Когда явились утка и зеленый горошек, мы с смущением посмотрели друг на друга; у нас были только одни вилки; правда, сталь сияла, как серебро, но что нам было делать? Мисс Мэтти подбирала горошинки одну по одной, зубцами своей вилки, точно так, как Амине ела зернышки риса после своего предварительного пира с Гулем. (Намек на Тысячу и Одну Ночь.) Мисс Поль вздохнула над нежными горошинками, оставляя их нетронутыми на одной стороне своего блюда, потому что они выскользнули бы между зубцов вилки. Я взглянула на хозяина: горох летел целиком в его огромный рот, пихаемый широким круглым ножичком. Я увидела, подражала, пережила! Друзья мои, несмотря на мой пример, не могли собраться с достаточным мужеством, чтоб сделать не совсем приличное дело; и если б мистер Голбрук не был так сильно голоден, он, вероятно, увидел бы, что его славный горошек был унесен нетронутым.

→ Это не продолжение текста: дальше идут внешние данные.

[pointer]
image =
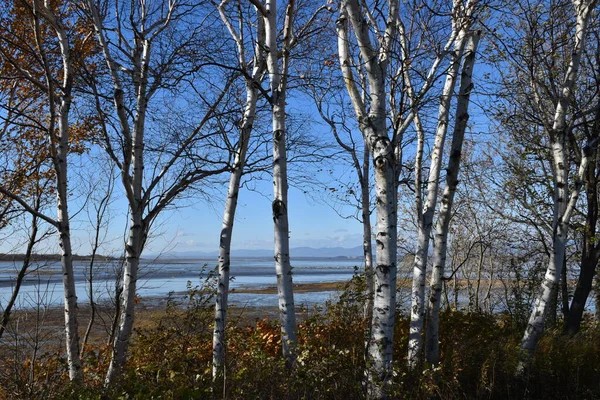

После обеда принесли глиняную трубку и плевальницу; попросив нас удалиться в другую комнату, куда скоро обещал прийти к нам, если нам не нравится табачный дым, он подал трубку мисс Мэтти, прося набить ее табаком. Это считалось комплиментом даме в его молодости, но казалось не совсем приличной честью для мисс Мэтти, которую сестра приучила смотреть с страшным отвращением на всякий род курения. Но если это и было оскорблением для её утонченного вкуса, то было также лестно для её чувства; и потому она томно набила крепким табаком трубку, а потом мы удалились.

– Какой это приятный обед у холостяка! сказала тихо мисс Мэтти, когда мы уселись в конторе. Надеюсь только, что это не неприлично, как столько других приятных вещей.

– Какое множество у него книг! сказала мисс Поль, осматриваясь кругом: – и в какой они пыли!

– Мне кажется, это должно быть похоже на одну из комнат великого доктора Джонсона, сказала мисс Мэтти. – Какой должен быть ученый человек ваш кузен!

– Да! сказала мисс Поль – он много читает; но я боюсь, что он принял весьма грубые привычки, живя один.

– О! грубые – слишком жесткое слово. Я назвала бы его эксцентрическим; все умные люди таковы! отвечала мисс Мэтти.

Когда мистер Голбрук вернулся, он предложил прогуляться по полям; но две старшие дамы боялись сырости и грязи; притом у них только были не весьма красивые капоры, чтоб накинуть на чепчики: поэтому они отказались; я опять была спутницей мистера Голбрука в прогулке, которую, как он говорил, был принужден сделать, чтоб присмотреть за работниками. Он шагал прямо, или совершенно забыв о моем присутствии, или принужденный молчать, потому что курил трубку; однако, это было не совершенное молчание. Он шел передо мною несколько согнувшись, заложив руки за спину; и когда какое-нибудь дерево или облако или проблеск дальнего надгорного пастбища поражали его, он говорил вслух стихи громким, звучным голосом, именно с тем самым выражением, которое придает истинное чувство и уменье ценить. Мы подошли к старому кедру, который стоял на другом конце дома:

 
The cedar spreads his dark-greem layers of shade.
 
 
(Кедр расстилает свои темно-зеленые слои тени).
 

– Удивительное выражение – слои!.. Удивительный человек!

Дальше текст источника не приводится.